The man scrambles off, eager not to witness customers engage in a marital spat. Matthew's attention turns back to me once the little man is gone. "This isn't about the bed."

"No. This isn't about the bed. It's about the fact that I had to schedule this time to see you and even now we're not spending this time alone. We're in a home store picking out a bed."

"We do need a bed Alex."

His understanding tone only makes me angrier. Like he's talking to a child throwing a temper tantrum or something. "Don't be reasonable. I hate it when you're being reasonable and I'm talking about feelings."

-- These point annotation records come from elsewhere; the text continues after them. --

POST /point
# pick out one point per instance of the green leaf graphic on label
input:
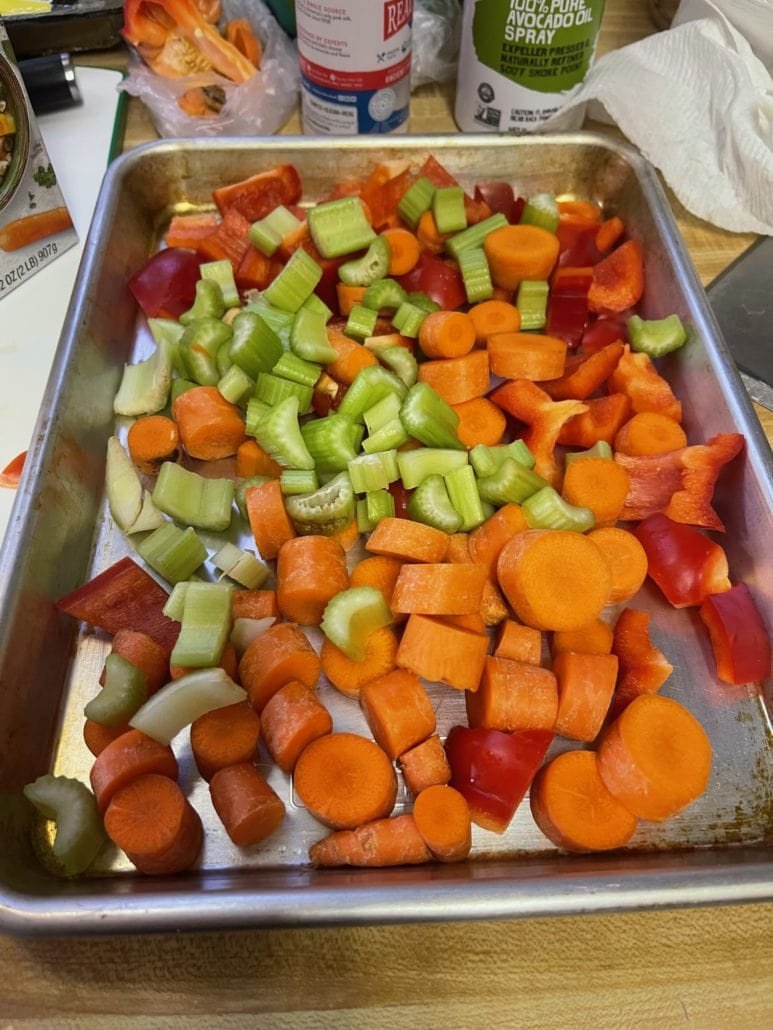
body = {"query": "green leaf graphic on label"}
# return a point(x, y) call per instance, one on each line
point(544, 45)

He is holding in a laugh, I can see that as it sparkles in his eyes. "Alright then. What exactly is it that you are feeling Alex?"

The question makes me feel shy for some reason or another. I pause before offering my answer. "I feel silly that the only reason I'm seeing you today is because we have to pick out a bed. I feel like we don't see each other just cause any more. Remember when we used walk by each other's apartments just cause we were hoping the other one would be home?" Matthew smiled at the memory. It had actually been his practice to walk by my apartment to see if I was home, but I never let him be alone in being a fool in love. "You do remember. Now tell me would those two people schedule time to see each other and spend it doing anything that wasn't horizontal and involving a bed?"

His laugh finally escapes and I find myself being hugged before I even realize he intended to hug me. "I missed you this week." I answer back that I missed him too, but it is muffles against the fabric of his shirt.

"Um... Sir, ma'am?" I turn my head to find that the sales clerk has returned, his face unsure. Giving him a reassuring smile, I almost laugh aloud when he asks "Have you made a decision yet?"